Malta’s growing wealth is both good and bad news

Malta is closing in on the wealth gap in relation to its EU counterparts, which could see it losing its eligibility to qualify for the highest amount of funds possible under the seven-year budget starting in 2014. Malta has surpassed the 75 per cent of...

Malta is closing in on the wealth gap in relation to its EU counterparts, which could see it losing its eligibility to qualify for the highest amount of funds possible under the seven-year budget starting in 2014.

Malta has surpassed the 75 per cent of the EU’s GDP average criteria, according to the latest Eurostat figures. Member states not exceeding this threshold are considered as being among the most countries in need.

Negotiations on the next EU financial perspectives have not yet started and statistics can change, primarily due to the impact of the recent recession across the EU.

In 2009, Malta’s average GDP per inhabitant, calculated on a formula which eliminates price disparities between member states, stood at 79 per cent of the EU average, two percentage points above those of 2007 and 2008.

Although this is positive news, as it means the Maltese are moving on, it shows the island’s average GDP over the last three years reached 77.6 per cent, above the 75 per cent threshold.

Malta is still in time to qualify for the maximum aid level possible in 2014 but this will only be possible if it becomes statistically poorer in 2010 and 2011, something which is difficult according to EU GDP forecasts for the next two years. The EU’s calculations are normally based on the GDP figures of the three years prior to the final decision on the seven-year financial perspectives.

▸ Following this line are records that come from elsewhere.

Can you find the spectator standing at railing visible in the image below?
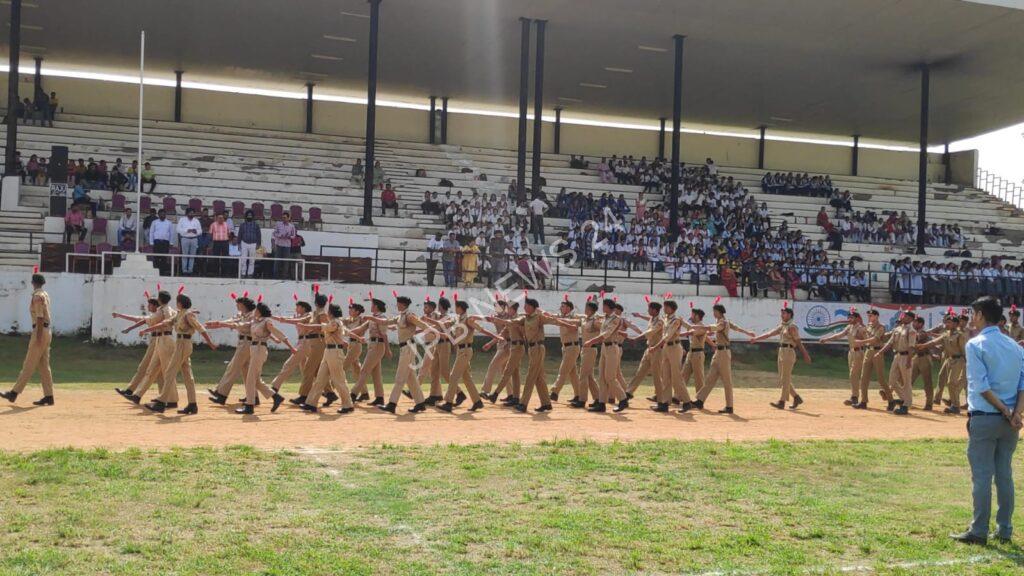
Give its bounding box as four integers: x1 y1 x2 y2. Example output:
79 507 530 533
272 212 298 278
150 210 173 276
209 212 231 276
238 210 263 278
177 208 203 275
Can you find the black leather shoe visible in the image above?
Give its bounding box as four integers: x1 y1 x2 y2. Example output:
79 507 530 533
949 532 988 546
324 392 338 408
270 394 285 412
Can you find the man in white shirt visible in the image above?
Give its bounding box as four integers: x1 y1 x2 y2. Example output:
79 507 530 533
177 208 203 275
150 210 173 276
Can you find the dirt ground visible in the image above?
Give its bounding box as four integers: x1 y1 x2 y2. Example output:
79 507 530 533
0 388 967 451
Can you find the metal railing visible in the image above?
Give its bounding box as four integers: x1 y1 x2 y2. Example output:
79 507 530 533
974 168 1024 208
65 251 331 282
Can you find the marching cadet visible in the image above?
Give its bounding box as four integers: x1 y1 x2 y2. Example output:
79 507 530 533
234 302 295 415
342 296 370 402
910 316 935 411
853 308 893 410
584 298 630 412
0 272 53 406
129 290 178 408
299 301 362 414
751 302 811 410
818 308 867 406
542 294 583 403
880 312 918 416
479 298 512 404
916 307 967 414
487 302 526 407
369 296 432 414
626 300 669 412
111 292 163 400
422 300 501 412
655 300 694 412
693 299 756 414
140 294 217 415
352 298 391 406
206 292 259 406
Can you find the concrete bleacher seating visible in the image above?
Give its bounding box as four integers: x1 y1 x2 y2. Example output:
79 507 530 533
0 116 1024 299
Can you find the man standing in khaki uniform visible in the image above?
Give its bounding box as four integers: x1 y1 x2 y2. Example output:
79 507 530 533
422 300 499 412
751 302 811 410
880 312 918 416
131 290 178 408
111 298 162 400
0 273 53 406
369 296 430 414
693 303 755 414
545 300 583 403
818 310 867 406
584 298 630 412
853 308 893 410
206 294 259 406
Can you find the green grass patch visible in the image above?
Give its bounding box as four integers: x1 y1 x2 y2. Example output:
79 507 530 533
0 438 1024 575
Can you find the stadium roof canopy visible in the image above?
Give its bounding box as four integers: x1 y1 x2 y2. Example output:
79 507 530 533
0 0 1024 143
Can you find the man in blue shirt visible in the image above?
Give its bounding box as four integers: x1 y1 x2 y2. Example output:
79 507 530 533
952 296 1024 544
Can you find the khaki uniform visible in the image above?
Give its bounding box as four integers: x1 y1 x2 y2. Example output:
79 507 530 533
441 314 483 404
860 324 892 404
246 318 275 406
352 316 388 398
216 312 256 397
889 324 918 407
270 313 321 396
778 320 797 399
597 314 626 403
697 319 737 407
519 311 551 407
657 314 691 404
306 318 352 408
135 305 176 398
388 311 423 404
626 316 665 398
157 311 206 404
551 314 583 398
11 289 53 397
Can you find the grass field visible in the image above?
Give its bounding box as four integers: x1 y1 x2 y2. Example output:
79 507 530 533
0 336 1024 575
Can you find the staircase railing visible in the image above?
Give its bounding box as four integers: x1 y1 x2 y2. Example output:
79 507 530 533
974 168 1024 209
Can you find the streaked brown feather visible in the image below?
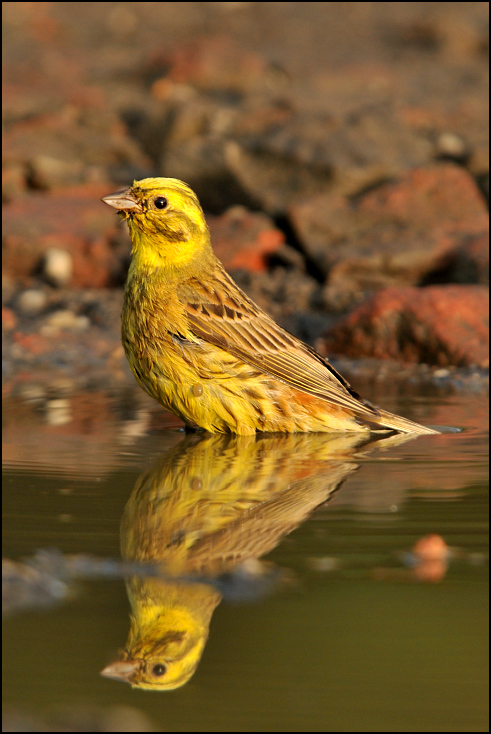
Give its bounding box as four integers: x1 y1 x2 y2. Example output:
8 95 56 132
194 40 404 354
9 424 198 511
177 262 379 418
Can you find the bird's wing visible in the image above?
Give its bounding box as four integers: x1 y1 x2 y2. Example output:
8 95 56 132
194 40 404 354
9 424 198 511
177 270 379 418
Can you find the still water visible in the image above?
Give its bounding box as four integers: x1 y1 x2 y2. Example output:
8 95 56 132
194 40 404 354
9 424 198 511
3 393 488 731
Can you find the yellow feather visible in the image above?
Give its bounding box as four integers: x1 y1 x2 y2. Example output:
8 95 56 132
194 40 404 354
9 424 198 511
103 178 435 434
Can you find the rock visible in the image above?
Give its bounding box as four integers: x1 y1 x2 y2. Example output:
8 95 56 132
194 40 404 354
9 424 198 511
318 285 489 367
289 163 489 294
16 288 48 316
43 247 73 286
2 306 17 331
40 309 90 336
207 206 285 271
2 184 125 288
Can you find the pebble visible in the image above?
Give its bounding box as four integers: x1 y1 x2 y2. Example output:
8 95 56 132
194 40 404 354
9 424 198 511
45 398 72 426
17 288 48 316
43 247 73 287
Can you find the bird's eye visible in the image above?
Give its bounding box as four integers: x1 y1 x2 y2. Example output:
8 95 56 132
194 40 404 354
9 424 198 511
153 196 169 209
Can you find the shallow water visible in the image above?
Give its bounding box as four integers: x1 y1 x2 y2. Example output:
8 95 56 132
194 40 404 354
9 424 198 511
3 394 488 731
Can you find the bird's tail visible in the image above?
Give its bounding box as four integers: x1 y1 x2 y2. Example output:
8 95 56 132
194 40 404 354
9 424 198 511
364 408 440 434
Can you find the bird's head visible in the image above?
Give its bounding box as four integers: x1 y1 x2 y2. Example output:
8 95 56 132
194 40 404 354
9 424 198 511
102 178 211 269
101 618 208 691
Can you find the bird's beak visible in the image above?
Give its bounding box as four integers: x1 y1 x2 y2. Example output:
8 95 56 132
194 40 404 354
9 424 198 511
101 188 141 211
101 660 140 683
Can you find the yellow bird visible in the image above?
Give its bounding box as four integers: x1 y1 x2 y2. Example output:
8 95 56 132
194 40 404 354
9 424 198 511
102 178 436 434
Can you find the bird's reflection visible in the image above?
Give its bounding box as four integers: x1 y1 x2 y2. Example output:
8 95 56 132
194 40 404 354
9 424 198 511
102 434 406 690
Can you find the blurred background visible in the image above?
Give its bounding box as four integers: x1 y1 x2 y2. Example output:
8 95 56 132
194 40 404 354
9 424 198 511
2 2 489 394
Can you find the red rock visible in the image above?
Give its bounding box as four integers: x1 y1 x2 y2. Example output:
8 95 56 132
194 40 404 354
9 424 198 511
2 306 17 331
319 285 489 367
12 331 50 355
2 184 124 288
207 207 285 272
155 36 268 96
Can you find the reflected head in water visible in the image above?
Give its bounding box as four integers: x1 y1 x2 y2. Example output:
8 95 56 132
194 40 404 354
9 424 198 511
102 434 414 690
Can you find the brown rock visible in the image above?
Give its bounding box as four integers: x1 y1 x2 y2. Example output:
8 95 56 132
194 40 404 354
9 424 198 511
156 36 268 92
207 206 285 272
289 164 489 292
2 184 125 288
318 285 489 367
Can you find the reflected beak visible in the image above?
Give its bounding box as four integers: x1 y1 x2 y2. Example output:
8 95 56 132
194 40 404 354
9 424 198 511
101 660 140 683
101 188 141 211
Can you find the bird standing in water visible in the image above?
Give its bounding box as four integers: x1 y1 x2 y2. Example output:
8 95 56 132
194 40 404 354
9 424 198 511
103 178 436 434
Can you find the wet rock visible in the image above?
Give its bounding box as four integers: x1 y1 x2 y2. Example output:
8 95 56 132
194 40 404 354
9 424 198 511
289 164 489 294
318 285 489 367
207 206 285 271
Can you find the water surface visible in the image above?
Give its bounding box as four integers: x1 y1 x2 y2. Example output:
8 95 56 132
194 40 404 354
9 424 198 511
3 394 488 731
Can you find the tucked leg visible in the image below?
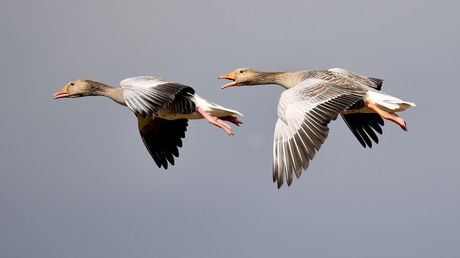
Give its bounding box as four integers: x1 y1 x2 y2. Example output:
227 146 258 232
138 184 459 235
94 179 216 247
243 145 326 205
365 101 407 131
219 116 243 126
196 107 233 135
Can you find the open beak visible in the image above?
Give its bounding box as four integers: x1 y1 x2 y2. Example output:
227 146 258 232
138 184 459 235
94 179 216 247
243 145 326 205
217 71 236 89
53 85 69 99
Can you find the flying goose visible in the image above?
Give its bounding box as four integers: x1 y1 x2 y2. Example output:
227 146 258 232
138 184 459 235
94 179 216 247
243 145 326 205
218 68 415 188
54 76 242 169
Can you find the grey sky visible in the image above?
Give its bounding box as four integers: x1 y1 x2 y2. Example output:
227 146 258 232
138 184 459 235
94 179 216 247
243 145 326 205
0 0 460 257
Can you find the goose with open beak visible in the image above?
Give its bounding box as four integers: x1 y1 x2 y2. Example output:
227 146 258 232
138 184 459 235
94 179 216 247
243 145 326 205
218 68 415 188
54 76 242 169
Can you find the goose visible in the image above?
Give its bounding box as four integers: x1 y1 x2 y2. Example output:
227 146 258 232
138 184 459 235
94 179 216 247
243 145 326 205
54 76 243 169
218 68 415 188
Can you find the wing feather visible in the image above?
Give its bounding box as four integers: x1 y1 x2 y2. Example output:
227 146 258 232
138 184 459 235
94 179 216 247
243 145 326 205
273 78 365 188
120 76 195 118
137 115 188 169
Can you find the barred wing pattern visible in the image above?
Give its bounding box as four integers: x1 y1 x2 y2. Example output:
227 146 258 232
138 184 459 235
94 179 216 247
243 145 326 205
273 78 366 188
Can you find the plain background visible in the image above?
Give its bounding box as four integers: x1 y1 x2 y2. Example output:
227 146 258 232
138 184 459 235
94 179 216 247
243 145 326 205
0 0 460 257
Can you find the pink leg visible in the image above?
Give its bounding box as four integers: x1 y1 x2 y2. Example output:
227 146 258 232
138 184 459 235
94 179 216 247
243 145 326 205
196 107 233 135
365 101 407 131
219 116 243 126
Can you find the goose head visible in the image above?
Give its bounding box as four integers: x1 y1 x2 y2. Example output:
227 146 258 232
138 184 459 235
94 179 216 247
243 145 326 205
218 68 260 89
53 79 100 99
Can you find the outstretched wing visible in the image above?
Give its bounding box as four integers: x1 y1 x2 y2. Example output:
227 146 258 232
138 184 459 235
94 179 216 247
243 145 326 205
273 78 365 188
120 76 195 118
137 115 188 169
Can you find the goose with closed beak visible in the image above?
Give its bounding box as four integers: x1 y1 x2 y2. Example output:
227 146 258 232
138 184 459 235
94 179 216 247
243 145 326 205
54 76 242 169
218 68 415 188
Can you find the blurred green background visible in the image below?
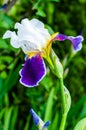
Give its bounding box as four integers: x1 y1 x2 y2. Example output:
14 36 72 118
0 0 86 130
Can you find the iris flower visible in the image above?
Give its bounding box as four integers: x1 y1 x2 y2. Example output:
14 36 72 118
3 18 83 87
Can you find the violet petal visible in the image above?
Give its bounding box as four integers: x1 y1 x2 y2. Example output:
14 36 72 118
20 55 46 87
53 34 84 51
67 35 84 51
54 34 67 41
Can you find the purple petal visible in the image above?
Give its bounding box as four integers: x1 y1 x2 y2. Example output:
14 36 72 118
53 34 84 51
67 35 84 51
54 34 67 41
20 54 46 87
30 109 40 126
43 121 50 128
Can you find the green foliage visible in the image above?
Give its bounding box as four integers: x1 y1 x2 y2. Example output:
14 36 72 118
0 0 86 130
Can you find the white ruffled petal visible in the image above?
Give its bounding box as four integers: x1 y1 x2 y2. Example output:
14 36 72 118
3 18 50 53
3 31 21 48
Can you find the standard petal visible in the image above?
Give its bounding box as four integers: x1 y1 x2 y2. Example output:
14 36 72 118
53 33 67 41
3 31 21 48
20 54 46 87
30 109 40 126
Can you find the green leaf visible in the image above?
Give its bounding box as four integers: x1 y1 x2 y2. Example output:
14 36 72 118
3 107 13 130
64 86 71 113
50 112 59 130
74 118 86 130
44 88 55 121
0 38 8 49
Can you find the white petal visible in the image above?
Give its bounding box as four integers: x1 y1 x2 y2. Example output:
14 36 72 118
3 31 12 39
3 31 21 48
19 40 41 53
30 19 44 28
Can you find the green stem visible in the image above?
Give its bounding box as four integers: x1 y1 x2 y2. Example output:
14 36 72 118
59 113 67 130
60 78 65 113
59 78 67 130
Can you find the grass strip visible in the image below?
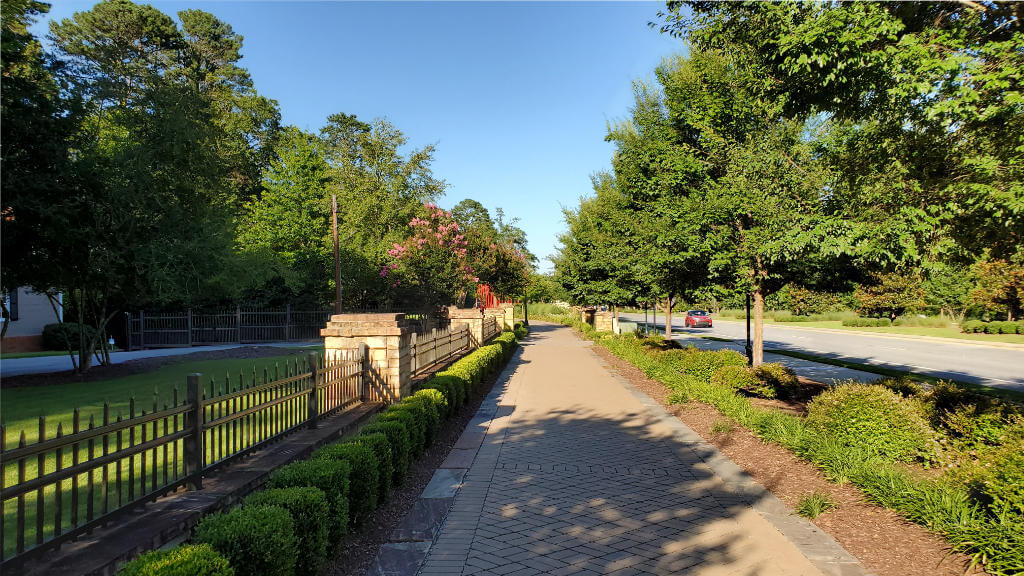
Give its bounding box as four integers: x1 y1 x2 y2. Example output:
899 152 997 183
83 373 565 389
536 317 1024 576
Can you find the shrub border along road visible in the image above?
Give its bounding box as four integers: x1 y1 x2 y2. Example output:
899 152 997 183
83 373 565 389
119 325 525 576
544 317 1024 576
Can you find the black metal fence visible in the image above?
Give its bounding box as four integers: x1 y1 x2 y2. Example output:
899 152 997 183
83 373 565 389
0 354 370 572
126 306 331 349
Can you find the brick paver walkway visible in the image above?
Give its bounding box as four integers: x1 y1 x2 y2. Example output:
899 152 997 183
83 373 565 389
411 325 859 576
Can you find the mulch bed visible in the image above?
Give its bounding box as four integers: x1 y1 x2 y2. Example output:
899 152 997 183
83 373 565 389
322 354 501 576
593 345 984 576
0 346 308 388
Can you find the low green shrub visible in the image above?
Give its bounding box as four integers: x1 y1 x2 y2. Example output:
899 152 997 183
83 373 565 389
245 486 331 574
679 349 746 382
266 460 351 543
398 395 441 446
974 437 1024 516
352 430 394 503
41 322 96 351
194 506 297 576
871 375 924 398
807 382 934 461
423 372 467 414
754 362 800 399
377 408 426 455
711 366 775 398
362 420 412 486
118 544 234 576
843 318 892 328
961 320 985 333
418 378 458 419
312 442 380 528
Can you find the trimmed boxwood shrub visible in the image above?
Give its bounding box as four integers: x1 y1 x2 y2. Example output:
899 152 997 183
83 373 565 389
379 404 427 456
352 430 394 504
312 442 380 528
754 362 800 399
42 322 96 351
118 544 234 576
417 378 456 419
424 372 466 414
266 460 351 543
413 387 449 419
711 366 775 398
806 383 933 461
362 420 412 486
399 395 441 446
245 486 331 574
194 506 297 576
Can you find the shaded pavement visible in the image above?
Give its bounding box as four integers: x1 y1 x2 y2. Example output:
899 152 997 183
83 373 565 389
403 324 865 576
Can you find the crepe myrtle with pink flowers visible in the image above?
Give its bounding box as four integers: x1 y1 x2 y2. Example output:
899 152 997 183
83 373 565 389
381 204 479 307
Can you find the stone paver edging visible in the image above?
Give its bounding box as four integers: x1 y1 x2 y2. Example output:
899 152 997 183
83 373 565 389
367 346 522 576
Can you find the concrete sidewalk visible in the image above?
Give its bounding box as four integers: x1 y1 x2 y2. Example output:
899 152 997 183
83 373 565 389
395 323 865 576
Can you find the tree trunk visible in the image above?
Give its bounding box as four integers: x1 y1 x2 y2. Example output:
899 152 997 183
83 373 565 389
754 286 765 368
665 296 672 339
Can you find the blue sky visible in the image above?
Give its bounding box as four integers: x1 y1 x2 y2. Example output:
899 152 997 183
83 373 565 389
35 0 683 271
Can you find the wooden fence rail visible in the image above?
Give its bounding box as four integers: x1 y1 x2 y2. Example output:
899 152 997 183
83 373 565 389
410 324 473 376
0 348 369 571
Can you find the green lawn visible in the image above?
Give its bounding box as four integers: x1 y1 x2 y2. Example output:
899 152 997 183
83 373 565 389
0 351 77 360
0 348 319 558
722 318 1024 344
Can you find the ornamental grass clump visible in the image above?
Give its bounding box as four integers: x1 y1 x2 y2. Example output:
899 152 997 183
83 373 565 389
118 544 234 576
711 366 775 398
194 506 298 576
754 362 800 400
807 382 934 461
245 486 331 574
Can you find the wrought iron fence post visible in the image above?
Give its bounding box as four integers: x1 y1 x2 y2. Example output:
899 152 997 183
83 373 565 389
409 332 420 374
184 373 205 490
357 342 373 402
306 352 319 429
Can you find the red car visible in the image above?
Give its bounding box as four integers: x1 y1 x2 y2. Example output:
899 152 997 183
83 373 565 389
686 310 711 328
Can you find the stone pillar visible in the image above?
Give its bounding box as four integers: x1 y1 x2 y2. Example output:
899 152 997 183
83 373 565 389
449 308 483 347
321 314 413 402
501 304 515 330
483 304 512 330
594 311 618 334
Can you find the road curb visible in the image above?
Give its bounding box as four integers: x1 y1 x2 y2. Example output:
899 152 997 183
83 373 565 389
718 319 1024 352
594 344 873 576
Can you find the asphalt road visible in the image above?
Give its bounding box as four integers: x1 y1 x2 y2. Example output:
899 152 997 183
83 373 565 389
622 314 1024 392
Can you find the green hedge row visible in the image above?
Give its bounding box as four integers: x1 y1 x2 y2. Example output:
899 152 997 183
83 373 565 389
119 326 523 576
843 318 893 328
961 320 1024 334
589 327 1024 575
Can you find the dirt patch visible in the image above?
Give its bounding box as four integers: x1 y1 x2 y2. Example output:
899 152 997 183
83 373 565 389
323 348 501 576
594 345 984 576
0 346 311 389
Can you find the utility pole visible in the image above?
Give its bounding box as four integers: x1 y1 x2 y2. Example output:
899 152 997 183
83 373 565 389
331 194 341 314
746 292 754 366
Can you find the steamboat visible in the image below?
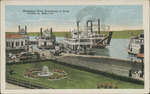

If the EU maintains the same criteria for fund distribution in the 2014-2020 period, Malta will lose its current status of full eligibility, although it will still qualify for millions of euros in EU funds.

Talks on the new financial perspectives should start late next year but are not expected to be concluded before the end of 2012 and many acrimonious discussions are forecast between the “rich” and the “poor” member states. According to Eurostat, the richest EU citizens in 2009 were the Luxembourgers with a per capita GDP of more than two-and-a-half times the EU average.

The Netherlands came second, recording a level more than 30 per cent above the average while Ireland, Austria and Denmark were between 20 and 30 per cent above the EU average.

Romania and Bulgaria were by far the poorest member states, with their GDP almost 60 per cent below the EU average.

Cyprus is 20 percentage points richer.